Best Advice From 6 Successful Growth Marketers
Updated: Mar 17
No one gets to the top alone. In fact, we rely on the knowledge and experience of our peers more often than we'd like to admit. So I reached out to some of my successful friends in the mobile marketing industry and asked them to share the advice that helped them the most and how they profited from it.
"There's been so much advice that people have thrown at me over the years, but there are two things which have stuck. The first, trust yourself. When you're so deep in your own work or product, it's so easy to get bogged down with all the small things, and imposter syndrome is very, very real -- but you are where you are for a reason, and you have to trust your instincts. And second? Never put out any copy that you wouldn't say out loud. If you wouldn't read what you've written (without cringing) to whoever sits opposite you, then you shouldn't let any of your customers read it."
Focus on 3 KPIs
"The best piece of advice I got was from a former VP of marketing, and his advice was to always focus on the three most important KPIs when analyzing the performance of a channel. Find the top three key metrics that have the biggest impact on that specific channel and the results achieved through it, and KPIs that the marketing team can influence without requiring any intervention from other teams or departments, and focus on the growth of these three metrics. This advice was beneficial as there's always so much data available, and without having a clear idea of which metrics to look at and what moves the needle it would have taken us much longer to reach our goals."

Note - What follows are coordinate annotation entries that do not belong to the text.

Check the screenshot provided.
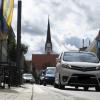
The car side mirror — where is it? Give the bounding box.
[56,58,61,63]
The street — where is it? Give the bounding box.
[33,85,100,100]
[0,84,100,100]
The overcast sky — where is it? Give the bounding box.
[12,0,100,60]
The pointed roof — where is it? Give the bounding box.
[96,30,100,40]
[46,17,51,43]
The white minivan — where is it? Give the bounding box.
[54,51,100,91]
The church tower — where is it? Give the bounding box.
[45,18,52,54]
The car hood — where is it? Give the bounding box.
[45,74,55,77]
[62,62,100,67]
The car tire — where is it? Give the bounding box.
[75,86,78,90]
[95,86,100,91]
[84,86,89,91]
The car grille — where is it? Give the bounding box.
[69,74,98,86]
[71,66,96,71]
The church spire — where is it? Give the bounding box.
[45,17,52,53]
[46,18,51,42]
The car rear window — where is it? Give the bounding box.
[63,52,99,63]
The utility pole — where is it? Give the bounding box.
[16,0,22,85]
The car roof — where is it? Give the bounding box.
[46,67,56,69]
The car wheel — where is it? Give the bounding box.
[75,86,78,90]
[95,86,100,91]
[84,86,89,91]
[43,80,47,86]
[54,83,58,88]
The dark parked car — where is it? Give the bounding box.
[43,67,56,86]
[22,73,35,83]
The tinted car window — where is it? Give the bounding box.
[63,52,99,63]
[46,68,55,74]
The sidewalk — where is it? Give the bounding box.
[0,84,33,100]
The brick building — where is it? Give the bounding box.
[32,19,58,73]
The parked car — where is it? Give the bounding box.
[22,73,35,83]
[43,67,56,86]
[54,51,100,91]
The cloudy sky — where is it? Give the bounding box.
[12,0,100,60]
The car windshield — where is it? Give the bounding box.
[46,68,55,74]
[63,52,99,63]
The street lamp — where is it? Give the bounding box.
[96,31,100,60]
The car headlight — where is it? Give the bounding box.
[62,64,71,68]
[96,66,100,70]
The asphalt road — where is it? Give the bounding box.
[0,84,100,100]
[33,85,100,100]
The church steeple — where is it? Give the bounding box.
[45,18,52,53]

Make sure numbers are reliable
Alper Taner App Marketing Specialist and Growth Consultant
"At the beginning of my career, our SVP Operations told me to double-check our tracking setup when numbers look suspicious to make sure it's not a tracking problem. I did it every time something looked suspicious and it was helpful to understand the real reasons when numbers fluctuate. Tracking was indeed an issue from time to time. Although the developer confirms everything works, we are the marketers who have to work with these numbers, thus we need to make sure numbers are reliable before taking action. I've seen many companies rely on insufficient data or wrong data when they optimize their campaigns. Being able to understand marketing tech setup and troubleshoot without tech resources was helpful to improve ROAS for my clients and me."
Be rude if need to be
"I think the best piece of advice I got came from a senior manager, and it was not something she said but something she does. I have seen this woman boss, who is outstandingly prepared for every meeting, allow herself to be blunt, lose her patience, and be visibly irritated if someone makes her lose her time. Nothing new about that, most of the men managers behave like this often, unless in this case, we are talking about a rather young woman.

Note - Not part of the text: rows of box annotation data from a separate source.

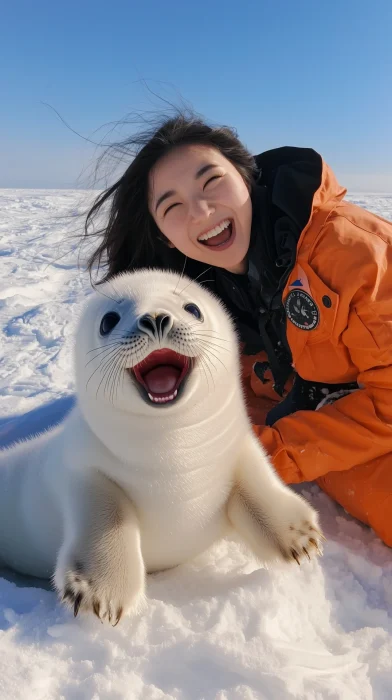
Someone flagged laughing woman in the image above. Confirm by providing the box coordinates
[86,115,392,546]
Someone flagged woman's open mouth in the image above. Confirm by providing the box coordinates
[197,219,235,250]
[129,349,191,405]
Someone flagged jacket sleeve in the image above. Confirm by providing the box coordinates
[254,234,392,483]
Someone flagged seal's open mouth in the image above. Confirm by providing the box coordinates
[130,349,191,404]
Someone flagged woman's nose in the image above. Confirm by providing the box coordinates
[189,197,215,221]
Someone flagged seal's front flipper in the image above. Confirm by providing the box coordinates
[228,434,323,564]
[54,472,145,625]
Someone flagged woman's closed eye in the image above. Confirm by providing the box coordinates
[203,175,223,190]
[163,202,181,216]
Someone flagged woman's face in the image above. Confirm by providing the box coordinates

Why did I choose this example, you would say, it sounds like a rather unprofessional behavior, nothing we should imitate. You are probably right, but the truth is that sometimes I do get pissed, and I tend to suck it up and smile and later on even cry out of pure frustration. I would rather learn to frown unapologetically as she does because we deserve to have the right to get as angry and be as rude as men do. With that right in our hands, we can keep working on achieving an optimal emotional distance from work topics that allow us to be better professionals. Still, at least, in the meanwhile, we won't be losing energy on trying to be likable and sweet.

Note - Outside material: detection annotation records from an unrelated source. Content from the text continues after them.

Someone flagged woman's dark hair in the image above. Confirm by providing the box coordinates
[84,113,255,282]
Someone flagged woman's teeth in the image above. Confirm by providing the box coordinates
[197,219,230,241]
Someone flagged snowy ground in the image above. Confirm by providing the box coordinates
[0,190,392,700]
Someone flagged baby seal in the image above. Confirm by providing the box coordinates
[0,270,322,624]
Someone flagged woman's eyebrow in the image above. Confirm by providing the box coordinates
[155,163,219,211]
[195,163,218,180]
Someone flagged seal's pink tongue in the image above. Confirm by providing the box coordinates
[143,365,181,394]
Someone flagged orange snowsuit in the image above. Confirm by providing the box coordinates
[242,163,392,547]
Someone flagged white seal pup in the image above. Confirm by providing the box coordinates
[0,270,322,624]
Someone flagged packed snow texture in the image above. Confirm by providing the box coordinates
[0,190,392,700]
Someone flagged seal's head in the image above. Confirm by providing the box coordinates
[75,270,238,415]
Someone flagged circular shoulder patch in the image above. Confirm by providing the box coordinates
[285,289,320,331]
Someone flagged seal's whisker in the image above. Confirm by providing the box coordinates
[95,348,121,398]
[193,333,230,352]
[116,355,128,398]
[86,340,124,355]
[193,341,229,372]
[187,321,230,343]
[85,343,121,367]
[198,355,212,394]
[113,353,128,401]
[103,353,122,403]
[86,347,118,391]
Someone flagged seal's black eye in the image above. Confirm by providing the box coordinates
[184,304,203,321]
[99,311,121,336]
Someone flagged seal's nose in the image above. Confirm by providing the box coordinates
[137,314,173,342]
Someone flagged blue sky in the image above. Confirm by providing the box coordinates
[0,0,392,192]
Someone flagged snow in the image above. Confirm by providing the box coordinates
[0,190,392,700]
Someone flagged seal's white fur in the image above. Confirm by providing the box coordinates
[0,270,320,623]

Your coworkers don't need to like you; they need to respect you as a professional.
Be rude if need to be, woman, that is my advice."
Do the opposite
"Try counterintuitive marketing and do the opposite for at least a few days. Everyone is trying video ads, try image ads. Everyone is doing automated bidding, try manual bidding. If something is done by everyone, it's getting much more expensive. Also, dig deep into the Facebook Analytics tool – it's one of the best sources of information about your users. I've heard this from Tim Burd, a well known Facebook marketer and the owner of Y agency in the US.
How did we use it?
We implemented counterintuitive marketing into our strategy and managed to drop the CPA by 44% in 2M ad spend. Our implementation was testing the original campaign (for example, with video ads) versus counterintuitive campaigns (image ad). We have noticed that this approach is giving us much better CPA, so we started doing it regularly, not only as a test. In terms of Facebook Analytics, when we started targeting brands with the most significant affinity with our client's brand, we found a lot of new audiences at a low CPA. Based on this, we grew our interest targeting base to more than 900 interests, and about 33% are already tested with some fantastic results."
Listen to users
"I think one of the most valuable advice I received in my career was about being more skeptical about what could potentially work for my product. When you talk to fellow mobile marketers, you hear many success stories from various verticals. However, all these might not be applicable for your users, vertical and product at all.
I believe the most important thing is to understand your users, and their motivations - understand your funnel inside and out, listen to what your users have to tell you, and analyze their reviews carefully. Then you can leverage high potential channels and activities in order to reach your target audience using the correct marketing messages. I think that makes a big difference."